The American dream of equality of opportunity is a myth. ''We are so in love with our mythologized self-image that we insist upon its reality even when the facts scream otherwise. For instance, many continue to believe that opportunity is an immutable quality of the country, even though statistics tell us the opposite'' (p224).
The daily Trump show distracts us (p27).
The first element of Corporate Social Responsibility is to pay your taxes (p108).
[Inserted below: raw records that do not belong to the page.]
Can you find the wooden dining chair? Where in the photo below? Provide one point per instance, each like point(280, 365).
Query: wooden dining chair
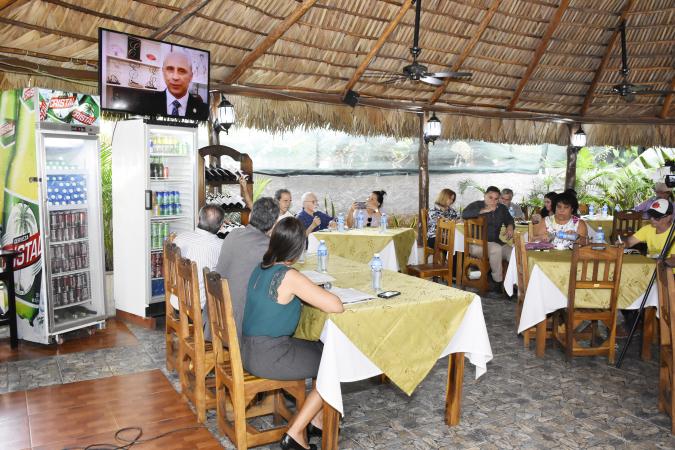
point(424, 218)
point(626, 223)
point(593, 268)
point(475, 234)
point(523, 280)
point(666, 289)
point(237, 390)
point(444, 246)
point(196, 358)
point(172, 327)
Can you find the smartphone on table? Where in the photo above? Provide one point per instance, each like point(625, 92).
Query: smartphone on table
point(388, 294)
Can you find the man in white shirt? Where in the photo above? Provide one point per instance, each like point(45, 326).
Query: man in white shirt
point(283, 197)
point(202, 246)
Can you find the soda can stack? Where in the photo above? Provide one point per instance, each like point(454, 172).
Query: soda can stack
point(159, 231)
point(67, 225)
point(168, 203)
point(70, 289)
point(157, 265)
point(69, 257)
point(63, 190)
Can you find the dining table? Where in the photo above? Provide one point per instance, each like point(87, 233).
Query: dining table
point(546, 292)
point(401, 337)
point(397, 246)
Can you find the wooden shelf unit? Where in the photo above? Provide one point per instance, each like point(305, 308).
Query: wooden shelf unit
point(211, 155)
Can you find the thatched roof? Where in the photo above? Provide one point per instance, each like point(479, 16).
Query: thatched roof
point(535, 63)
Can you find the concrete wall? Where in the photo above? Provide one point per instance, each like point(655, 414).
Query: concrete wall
point(402, 190)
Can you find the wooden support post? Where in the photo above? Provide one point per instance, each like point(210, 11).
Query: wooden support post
point(571, 171)
point(423, 159)
point(453, 391)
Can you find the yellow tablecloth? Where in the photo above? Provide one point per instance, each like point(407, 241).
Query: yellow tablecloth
point(403, 336)
point(359, 245)
point(636, 272)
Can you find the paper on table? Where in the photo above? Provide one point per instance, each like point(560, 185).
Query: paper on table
point(349, 295)
point(317, 277)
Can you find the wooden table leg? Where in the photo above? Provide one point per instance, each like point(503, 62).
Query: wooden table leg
point(647, 333)
point(458, 269)
point(331, 427)
point(453, 390)
point(541, 338)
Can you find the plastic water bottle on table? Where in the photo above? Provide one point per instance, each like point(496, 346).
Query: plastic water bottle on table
point(376, 272)
point(322, 257)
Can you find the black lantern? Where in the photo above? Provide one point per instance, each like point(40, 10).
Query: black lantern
point(225, 116)
point(432, 129)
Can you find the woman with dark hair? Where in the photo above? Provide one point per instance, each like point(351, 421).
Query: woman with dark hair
point(372, 206)
point(442, 209)
point(273, 303)
point(563, 219)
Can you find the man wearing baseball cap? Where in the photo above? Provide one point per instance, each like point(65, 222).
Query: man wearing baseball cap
point(654, 235)
point(662, 192)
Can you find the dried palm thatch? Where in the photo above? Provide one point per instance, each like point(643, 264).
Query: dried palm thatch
point(535, 63)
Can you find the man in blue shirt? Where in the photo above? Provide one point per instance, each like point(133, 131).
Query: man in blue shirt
point(311, 218)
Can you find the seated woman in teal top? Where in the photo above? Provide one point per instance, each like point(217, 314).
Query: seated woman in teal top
point(271, 314)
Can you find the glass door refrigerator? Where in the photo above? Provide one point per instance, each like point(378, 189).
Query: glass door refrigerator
point(154, 168)
point(51, 210)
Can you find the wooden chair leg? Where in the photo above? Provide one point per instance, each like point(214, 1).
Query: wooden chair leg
point(331, 423)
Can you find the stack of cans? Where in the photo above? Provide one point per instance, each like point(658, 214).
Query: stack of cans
point(67, 225)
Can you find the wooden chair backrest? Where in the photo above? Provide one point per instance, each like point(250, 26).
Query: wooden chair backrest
point(171, 255)
point(521, 264)
point(444, 245)
point(475, 233)
point(424, 217)
point(600, 269)
point(188, 298)
point(223, 329)
point(626, 223)
point(666, 289)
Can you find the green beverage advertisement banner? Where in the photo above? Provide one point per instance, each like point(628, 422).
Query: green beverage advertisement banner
point(69, 108)
point(20, 222)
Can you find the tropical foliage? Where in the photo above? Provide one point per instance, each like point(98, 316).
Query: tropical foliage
point(106, 194)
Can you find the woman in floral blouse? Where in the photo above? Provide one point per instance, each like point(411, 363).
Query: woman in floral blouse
point(442, 208)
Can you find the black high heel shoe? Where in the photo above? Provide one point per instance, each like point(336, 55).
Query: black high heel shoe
point(288, 443)
point(313, 431)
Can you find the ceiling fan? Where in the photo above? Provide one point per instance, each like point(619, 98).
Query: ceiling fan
point(417, 71)
point(625, 89)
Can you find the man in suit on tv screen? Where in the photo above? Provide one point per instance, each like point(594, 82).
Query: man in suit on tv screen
point(176, 100)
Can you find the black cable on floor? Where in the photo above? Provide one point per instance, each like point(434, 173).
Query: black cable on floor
point(128, 443)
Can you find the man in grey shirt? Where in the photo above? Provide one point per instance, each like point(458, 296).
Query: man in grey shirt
point(497, 215)
point(243, 249)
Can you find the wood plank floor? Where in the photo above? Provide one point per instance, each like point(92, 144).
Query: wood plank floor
point(115, 334)
point(90, 412)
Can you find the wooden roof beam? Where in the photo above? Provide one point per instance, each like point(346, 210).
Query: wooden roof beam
point(665, 110)
point(179, 19)
point(541, 48)
point(605, 60)
point(467, 50)
point(269, 41)
point(376, 48)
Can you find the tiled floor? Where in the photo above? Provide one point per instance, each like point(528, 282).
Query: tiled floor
point(521, 402)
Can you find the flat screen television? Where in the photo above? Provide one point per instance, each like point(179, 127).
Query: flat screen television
point(152, 78)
Individuals often have unrealistic expectations of what wages they should get, and underestimate the value of having a job – not just the income, but the social connections, with important consequences for well being – and the cost of not having a job for future employability (p189).
My observations:
My main problem with this book is that I think Stiglitz is mostly preaching for his own church. To begin with, both the title and the image on the front cover are not likely to attract staunch defenders of unfettered free markets or republicans who adore Reagan's remarks that the government is the problem, not the solution. Also, the way he describes republicans throughout the book doesn't show much intention to reach out to them. Many of his arguments are compelling, but I think that most of his readers will already agree with him before they even started the book.
Also, I think his suggestions often only scratch the surface. When discussing the reform of US democracy, he misses what I think is one of the most important reforms: getting rid of the electoral college. It is strange that he doesn't mention this explicitly, especially since immediately after offering his 6 suggestions for reform, he writes that ''every vote should count equally'' (p162) and mentions that ''two of the three presidents who took office this century did so with a distinct minority of votes'' (p159). When discussing education for workers, he offers few details on how to do this. Other authors, like Zakaria in the Future of Freedom and Friendman in Thank you for being late, give more detailed ideas on political reform and worker education, respectively.
Stiglitz is no fan of a Universal Basic Income (UBI). However, here his opinion seems to be based on belief rather than knowledge or experiment. He simply states: ''I don't believe simply providing income is the right approach: for most people work is an important part of life'' (p191). Perhaps he should pick up Rutger Bregman's book Utopia for Realists, which explores UBI from a pragmatic point of view, analyzing experiments that have been done on UBI, which tend to show that people often don't work less hours when they receive a UBI, and when they do decide to work less, it is most often to take up studies or raise children.
My overall appraisal: An interesting book, which is probably radical for some in the US. For me, living in the Netherlands, many of the things Stiglitz proposes make common sense and in fact are already implemented in Dutch society: Good public education, health care that is affordable for almost everybody, decent social safety nets, one person one vote.